The first technique presented in HiPEAC'05 conference is easily applicable to scientific programs that have stable program phases but may not work well on programs with irregular run-time behavior. Therefore, we decided to extend our technique based on the Lau et al technique for dynamic JIT compiler (Lau, M. Arnold, M. Hind, and B. Calder. Online performance auditing: Using hot optimizations without getting burned. In Proceedings of PLDI'06). We randomly select code versions (with different optimizations) at run-time, obtain execution time distribution among all versions and statistically determine the influence of compiler optimizations on the code in a single run. The simplicity of the implementation makes this technique reliable, secure and easy to debug. Yet it enables practical transparent low-overhead continuous optimizations for programs statically compiled with GCC while avoiding complex dynamic recompilation frameworks.
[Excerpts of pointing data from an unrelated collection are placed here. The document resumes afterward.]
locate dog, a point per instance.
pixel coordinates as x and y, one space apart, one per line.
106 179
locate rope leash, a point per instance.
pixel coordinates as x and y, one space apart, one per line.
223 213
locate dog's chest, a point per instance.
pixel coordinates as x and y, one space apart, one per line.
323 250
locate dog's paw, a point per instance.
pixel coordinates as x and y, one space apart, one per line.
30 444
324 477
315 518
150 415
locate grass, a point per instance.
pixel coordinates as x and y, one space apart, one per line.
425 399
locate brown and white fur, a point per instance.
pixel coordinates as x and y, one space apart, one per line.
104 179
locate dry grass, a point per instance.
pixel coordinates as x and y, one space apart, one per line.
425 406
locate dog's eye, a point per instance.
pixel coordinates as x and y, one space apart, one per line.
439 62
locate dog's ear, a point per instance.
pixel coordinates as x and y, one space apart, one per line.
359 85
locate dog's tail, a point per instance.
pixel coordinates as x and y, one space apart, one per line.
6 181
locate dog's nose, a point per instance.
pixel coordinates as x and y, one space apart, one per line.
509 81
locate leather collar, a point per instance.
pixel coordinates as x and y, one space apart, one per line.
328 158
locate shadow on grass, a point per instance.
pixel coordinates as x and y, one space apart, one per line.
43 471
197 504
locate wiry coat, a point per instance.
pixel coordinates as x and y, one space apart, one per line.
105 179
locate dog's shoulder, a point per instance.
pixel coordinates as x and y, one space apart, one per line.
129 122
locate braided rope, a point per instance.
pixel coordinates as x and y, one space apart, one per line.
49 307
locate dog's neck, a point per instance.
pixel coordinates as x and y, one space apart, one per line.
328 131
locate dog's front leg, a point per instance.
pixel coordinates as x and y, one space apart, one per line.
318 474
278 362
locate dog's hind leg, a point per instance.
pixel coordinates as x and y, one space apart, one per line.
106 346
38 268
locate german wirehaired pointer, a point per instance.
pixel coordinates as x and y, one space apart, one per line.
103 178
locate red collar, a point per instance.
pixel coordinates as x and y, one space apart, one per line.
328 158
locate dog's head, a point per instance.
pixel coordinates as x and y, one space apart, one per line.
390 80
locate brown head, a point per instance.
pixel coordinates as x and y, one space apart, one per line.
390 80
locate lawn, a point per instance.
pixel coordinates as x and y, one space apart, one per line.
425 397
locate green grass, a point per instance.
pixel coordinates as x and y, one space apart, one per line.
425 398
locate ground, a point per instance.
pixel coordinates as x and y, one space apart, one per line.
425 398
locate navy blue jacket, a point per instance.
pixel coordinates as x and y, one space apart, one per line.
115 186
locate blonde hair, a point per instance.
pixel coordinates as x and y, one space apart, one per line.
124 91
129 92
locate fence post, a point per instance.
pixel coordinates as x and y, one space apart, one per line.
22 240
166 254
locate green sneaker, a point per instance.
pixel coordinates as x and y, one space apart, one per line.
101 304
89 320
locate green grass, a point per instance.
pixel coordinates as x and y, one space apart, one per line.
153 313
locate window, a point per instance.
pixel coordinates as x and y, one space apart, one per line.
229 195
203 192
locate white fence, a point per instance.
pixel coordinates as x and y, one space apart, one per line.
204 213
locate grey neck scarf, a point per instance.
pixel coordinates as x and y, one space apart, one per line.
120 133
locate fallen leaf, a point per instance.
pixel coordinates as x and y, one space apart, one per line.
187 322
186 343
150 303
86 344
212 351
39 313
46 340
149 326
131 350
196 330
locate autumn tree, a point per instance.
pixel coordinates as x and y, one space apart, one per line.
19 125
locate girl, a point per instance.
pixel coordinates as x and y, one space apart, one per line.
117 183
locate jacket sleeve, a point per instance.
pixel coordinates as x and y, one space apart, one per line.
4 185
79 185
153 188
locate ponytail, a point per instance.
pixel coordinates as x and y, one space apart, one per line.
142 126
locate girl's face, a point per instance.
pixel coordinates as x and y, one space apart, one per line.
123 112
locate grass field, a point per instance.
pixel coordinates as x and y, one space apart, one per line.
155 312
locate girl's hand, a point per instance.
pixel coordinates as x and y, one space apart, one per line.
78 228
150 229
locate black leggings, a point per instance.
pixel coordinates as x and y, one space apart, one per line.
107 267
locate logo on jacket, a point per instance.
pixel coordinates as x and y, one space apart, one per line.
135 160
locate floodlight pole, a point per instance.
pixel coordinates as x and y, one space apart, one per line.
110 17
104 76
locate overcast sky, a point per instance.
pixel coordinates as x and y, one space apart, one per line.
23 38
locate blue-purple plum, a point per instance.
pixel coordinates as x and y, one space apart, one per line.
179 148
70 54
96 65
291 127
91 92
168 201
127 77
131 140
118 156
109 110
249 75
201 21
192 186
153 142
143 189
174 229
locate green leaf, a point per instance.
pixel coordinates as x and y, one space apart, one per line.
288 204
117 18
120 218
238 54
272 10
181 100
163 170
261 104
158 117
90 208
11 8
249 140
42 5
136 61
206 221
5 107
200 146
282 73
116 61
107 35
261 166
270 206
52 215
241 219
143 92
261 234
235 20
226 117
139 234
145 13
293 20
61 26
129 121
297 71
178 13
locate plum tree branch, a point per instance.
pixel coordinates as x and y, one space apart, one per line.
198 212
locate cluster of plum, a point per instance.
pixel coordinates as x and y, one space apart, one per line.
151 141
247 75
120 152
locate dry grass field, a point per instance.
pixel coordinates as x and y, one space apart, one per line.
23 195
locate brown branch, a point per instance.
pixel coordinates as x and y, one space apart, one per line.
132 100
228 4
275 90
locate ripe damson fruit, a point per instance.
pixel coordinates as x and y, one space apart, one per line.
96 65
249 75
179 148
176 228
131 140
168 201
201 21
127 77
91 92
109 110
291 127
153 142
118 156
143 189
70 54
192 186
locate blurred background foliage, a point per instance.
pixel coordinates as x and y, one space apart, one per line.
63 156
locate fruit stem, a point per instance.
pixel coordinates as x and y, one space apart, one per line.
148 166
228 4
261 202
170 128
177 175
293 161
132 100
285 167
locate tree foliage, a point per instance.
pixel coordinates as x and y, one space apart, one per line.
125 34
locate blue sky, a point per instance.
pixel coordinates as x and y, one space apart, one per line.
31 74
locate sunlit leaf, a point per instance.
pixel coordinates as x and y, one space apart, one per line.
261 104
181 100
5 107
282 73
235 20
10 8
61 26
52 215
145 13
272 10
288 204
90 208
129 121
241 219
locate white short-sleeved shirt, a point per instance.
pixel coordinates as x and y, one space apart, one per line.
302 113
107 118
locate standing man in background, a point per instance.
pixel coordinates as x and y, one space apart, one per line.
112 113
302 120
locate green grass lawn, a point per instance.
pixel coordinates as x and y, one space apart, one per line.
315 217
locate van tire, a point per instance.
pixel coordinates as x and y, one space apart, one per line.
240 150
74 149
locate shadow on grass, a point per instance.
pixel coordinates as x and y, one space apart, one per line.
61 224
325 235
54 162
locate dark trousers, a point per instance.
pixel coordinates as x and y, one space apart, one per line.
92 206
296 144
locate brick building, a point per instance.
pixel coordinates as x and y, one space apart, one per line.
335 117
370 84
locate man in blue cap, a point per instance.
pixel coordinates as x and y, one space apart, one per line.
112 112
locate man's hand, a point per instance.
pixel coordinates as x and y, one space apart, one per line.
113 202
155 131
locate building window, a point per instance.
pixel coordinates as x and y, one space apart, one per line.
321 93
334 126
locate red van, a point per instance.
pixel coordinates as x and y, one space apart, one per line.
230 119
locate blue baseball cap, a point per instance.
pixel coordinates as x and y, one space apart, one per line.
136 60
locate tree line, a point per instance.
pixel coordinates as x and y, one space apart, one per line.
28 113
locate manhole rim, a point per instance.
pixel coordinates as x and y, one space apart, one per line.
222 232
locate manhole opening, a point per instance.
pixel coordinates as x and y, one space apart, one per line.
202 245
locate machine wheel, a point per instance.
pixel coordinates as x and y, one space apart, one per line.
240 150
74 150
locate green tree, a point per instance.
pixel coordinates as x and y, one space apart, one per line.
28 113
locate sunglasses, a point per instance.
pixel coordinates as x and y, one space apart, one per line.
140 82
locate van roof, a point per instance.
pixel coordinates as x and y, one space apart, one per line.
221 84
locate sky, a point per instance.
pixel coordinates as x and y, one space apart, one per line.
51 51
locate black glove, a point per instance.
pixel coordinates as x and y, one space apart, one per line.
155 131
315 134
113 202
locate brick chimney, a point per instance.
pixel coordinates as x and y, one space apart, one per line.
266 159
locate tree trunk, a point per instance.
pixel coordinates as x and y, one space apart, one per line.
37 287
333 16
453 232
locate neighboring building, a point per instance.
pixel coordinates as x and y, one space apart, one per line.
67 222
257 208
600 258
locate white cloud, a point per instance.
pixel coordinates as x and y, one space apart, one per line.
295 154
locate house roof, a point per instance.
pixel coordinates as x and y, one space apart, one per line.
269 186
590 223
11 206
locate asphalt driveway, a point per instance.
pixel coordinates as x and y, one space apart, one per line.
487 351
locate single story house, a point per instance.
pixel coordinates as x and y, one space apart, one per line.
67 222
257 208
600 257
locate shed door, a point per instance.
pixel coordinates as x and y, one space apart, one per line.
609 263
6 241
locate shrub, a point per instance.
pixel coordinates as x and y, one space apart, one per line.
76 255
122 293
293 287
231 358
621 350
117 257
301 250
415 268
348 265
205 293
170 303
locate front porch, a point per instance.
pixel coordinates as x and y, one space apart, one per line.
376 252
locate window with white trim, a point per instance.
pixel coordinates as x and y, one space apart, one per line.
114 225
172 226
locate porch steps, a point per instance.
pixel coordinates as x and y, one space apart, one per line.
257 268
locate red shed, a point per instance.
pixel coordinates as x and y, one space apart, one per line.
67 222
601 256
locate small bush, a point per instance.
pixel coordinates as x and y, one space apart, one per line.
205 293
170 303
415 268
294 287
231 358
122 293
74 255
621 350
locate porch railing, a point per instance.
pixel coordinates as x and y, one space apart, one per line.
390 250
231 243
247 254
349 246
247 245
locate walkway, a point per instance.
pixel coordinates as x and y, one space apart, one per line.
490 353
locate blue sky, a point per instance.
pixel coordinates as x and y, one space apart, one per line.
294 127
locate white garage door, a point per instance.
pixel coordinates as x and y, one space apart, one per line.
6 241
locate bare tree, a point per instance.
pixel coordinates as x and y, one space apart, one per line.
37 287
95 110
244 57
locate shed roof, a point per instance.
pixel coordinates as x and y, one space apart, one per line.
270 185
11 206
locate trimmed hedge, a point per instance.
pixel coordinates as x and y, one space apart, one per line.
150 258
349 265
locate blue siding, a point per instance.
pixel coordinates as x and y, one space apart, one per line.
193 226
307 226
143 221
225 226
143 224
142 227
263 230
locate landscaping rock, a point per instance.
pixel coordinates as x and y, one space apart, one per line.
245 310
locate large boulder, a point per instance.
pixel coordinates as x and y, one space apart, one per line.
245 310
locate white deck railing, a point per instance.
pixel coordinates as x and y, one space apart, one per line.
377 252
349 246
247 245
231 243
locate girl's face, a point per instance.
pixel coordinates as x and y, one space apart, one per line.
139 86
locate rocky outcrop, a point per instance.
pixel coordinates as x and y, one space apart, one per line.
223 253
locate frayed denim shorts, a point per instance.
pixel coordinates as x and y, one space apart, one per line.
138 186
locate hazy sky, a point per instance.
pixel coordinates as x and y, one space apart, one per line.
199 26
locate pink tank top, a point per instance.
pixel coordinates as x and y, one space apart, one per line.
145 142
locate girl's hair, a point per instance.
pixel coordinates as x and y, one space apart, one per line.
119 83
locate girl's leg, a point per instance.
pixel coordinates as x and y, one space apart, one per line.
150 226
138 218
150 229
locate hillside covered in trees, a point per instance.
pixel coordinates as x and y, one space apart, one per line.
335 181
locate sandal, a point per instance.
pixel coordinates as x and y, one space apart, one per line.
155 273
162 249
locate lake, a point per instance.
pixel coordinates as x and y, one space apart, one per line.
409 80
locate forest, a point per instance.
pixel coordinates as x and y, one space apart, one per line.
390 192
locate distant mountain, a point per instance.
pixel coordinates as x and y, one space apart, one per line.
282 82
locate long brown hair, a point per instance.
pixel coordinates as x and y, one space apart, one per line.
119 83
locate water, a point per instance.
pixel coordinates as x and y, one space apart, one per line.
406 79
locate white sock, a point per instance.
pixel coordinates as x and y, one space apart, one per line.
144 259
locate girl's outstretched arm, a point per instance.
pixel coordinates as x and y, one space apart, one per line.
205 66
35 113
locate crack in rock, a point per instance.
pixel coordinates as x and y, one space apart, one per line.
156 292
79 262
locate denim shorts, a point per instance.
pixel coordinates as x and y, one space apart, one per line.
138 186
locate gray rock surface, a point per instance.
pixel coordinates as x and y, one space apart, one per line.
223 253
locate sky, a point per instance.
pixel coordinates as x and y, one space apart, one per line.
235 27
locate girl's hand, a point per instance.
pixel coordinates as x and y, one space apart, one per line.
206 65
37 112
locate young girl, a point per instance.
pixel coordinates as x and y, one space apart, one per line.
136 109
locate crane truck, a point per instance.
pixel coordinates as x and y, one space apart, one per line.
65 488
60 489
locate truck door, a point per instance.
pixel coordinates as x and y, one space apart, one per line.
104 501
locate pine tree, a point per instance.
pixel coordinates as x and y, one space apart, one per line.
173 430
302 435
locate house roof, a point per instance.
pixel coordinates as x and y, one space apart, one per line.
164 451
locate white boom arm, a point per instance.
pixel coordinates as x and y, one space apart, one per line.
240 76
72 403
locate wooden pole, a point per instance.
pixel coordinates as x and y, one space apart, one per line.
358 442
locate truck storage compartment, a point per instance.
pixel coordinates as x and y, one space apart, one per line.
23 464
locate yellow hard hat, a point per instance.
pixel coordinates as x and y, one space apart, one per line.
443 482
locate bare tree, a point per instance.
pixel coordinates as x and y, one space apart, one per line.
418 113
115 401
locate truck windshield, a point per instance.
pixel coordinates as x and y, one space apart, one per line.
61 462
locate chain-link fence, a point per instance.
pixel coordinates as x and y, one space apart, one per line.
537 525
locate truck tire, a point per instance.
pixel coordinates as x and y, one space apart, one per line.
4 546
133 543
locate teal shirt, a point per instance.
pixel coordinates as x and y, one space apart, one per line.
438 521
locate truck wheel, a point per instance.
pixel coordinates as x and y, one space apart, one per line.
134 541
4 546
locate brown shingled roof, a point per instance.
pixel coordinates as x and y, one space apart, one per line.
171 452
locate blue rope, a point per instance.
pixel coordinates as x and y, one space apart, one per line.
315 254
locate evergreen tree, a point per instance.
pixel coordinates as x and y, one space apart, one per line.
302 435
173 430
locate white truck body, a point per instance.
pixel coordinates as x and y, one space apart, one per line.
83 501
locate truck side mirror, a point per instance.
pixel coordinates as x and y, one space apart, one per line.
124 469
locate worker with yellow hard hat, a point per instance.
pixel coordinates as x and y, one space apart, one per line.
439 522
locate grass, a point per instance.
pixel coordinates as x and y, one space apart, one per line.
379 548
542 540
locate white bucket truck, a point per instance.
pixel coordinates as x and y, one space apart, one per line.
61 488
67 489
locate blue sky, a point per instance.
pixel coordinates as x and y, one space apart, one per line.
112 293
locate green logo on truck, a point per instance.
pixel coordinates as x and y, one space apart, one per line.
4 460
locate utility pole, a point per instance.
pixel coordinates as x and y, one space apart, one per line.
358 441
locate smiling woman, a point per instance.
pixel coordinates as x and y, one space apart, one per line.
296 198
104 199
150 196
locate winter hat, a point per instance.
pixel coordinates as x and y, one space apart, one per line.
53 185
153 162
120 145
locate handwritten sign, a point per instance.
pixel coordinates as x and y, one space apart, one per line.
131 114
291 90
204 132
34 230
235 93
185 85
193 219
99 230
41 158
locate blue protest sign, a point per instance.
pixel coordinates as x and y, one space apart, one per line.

Here is our patch from 2007/07/18 patch against GCC 4.3 implementing function cloning and adding dynamic monitoring routines (briefly described in the 2007 GCC Summit paper: "Practical Run-time Adaptation with Procedure Cloning to Enable Continuous Collective Compilation").
We are working to extend our technique with the following and would be happy for any help with developments:
- provide automatic function multiversioning and keep info about hot functions of statically-compiled programs across runs in the collective database
- be able to apply different optimizations on function clones (using ICI or other tools)
- provide external libraries with different monitoring routines (based on timers, hardware counters, etc)
- add support for saving multiple hardware counters and connect to the machine learning library to predict best optimization cases (as presented in the CGO'07 paper "Rapidly Selecting Good Compiler Optimizations using Performance Counters")
- compile different function versions for architectures with different ISA and provide explicit data transfer mechanisms (on reconfigurable architectures or GPUs for example)
- learn and cluster different run-time program behavior (for different program inputs, program phases, environments, reconfigurable architectures)
- select only several most appropriate versions in the final self-tuning adaptive binary
- reconfigure architectures at run-time based on program phases and optimization cases (performance vs power consumption)
- select only several most appropriate versions for the final production self-tuning adaptive binary
- provide feedback from Virtual Machines about switching context to be able to select the appropriate function for a new hardware (we briefly brainstormed this with the AMD guys during HiPEAC ACACES summer school'08)
We hope to combine this work with another initiative to provide Function Specific Optimization, with Interactive Compilation Interface and with the MILEPOST GCC. We would also like to extend this work to enable practical run-time adaptability for statically compiled programs on heterogeneous systems (such as CPU-GPU architectures, IBM CELL, SUN T1 and Intel TeraScale).